Whether shooting from above, below, or on the ground, Jeffrey Milstein finds structure in our jumbled world.
MOST BOYS of Jeffrey Milstein’s generation were fascinated by airplanes. But few have followed that allure as far as he has, or made it such a vital part of their adult lives. For Milstein, who was born in 1944 and grew up in Los Angeles, it all began with watching planes come and go at LAX, when that airport was also pint-sized. He went on to shoot still photos and 8mm movies of them. And at the age of 17, when other kids were content to drive a car, Milstein got his pilot’s license. He was taking pictures in midair while his peers were making snapshots, but adulthood summoned and he became an architect.
Milstein’s original career choice foretold his approach to photography, which he has been doing in earnest for 15 years. (“I had no ambition to be a photographer until my mid-fifties,” he says.) He brings a visual rigor to his work that can justifiably be called architectural. Whether he is shooting airplanes from below (his first serious project and the one that made him famous), cruise ships from above, or Indian shop fronts and Palm Springs trailer homes from ground level, his subjects occupy the frame with precision.
Milstein burst into the fine-art world after a second career as a publisher of photographic notecards, which featured not only his own architectural images but pictures by the likes of Jay Maisel and Howard Schatz, whose late-life career path he himself would eventually follow. He began by exhibiting his own large-format prints of various aircraft undersides, photographs he made as the planes were actually landing. That may sound impossible given the difficulty of capturing fast-moving subjects, but Milstein brought a lifetime of visual discipline to the task.
The images are absolutely consistent in their presentation: Each plane, whether it is ferrying commercial passengers, cargo, or a CEO, is squared up from nose to tail, with razor-sharp detail. It looks as if it had been photographed upside-down on a seamless background in a studio. In fact, Milstein shot the planes hand held with a Contax 645 and Phase One digital back, with shutter speeds in the 1/2000 to 1/4000-second range and a great deal of “practice, practice,” he says.
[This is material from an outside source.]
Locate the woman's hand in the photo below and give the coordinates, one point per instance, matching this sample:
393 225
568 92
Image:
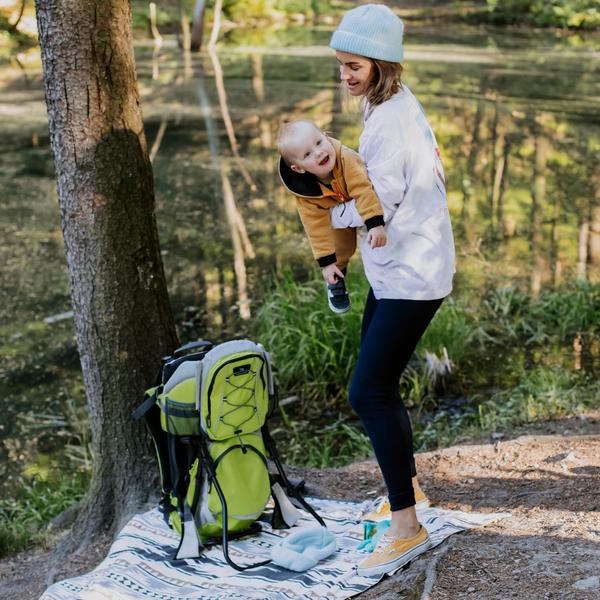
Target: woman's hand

He later masked out the skies in Adobe Photoshop to create a pure white background.
It’s no surprise that Milstein is an admirer of German photographers Bernd and Hilla Becher, whose highly detailed black-and-white studies of water towers and other industrial structures were all made in soft, overcast light, from the same mid-level point of view, against pale, flat skies. Like the Bechers, Milstein found beauty in utilitarian subjects, his cherished airplanes. Unlike the Bechers, his subjects here moving at speeds up to 180 miles per hour.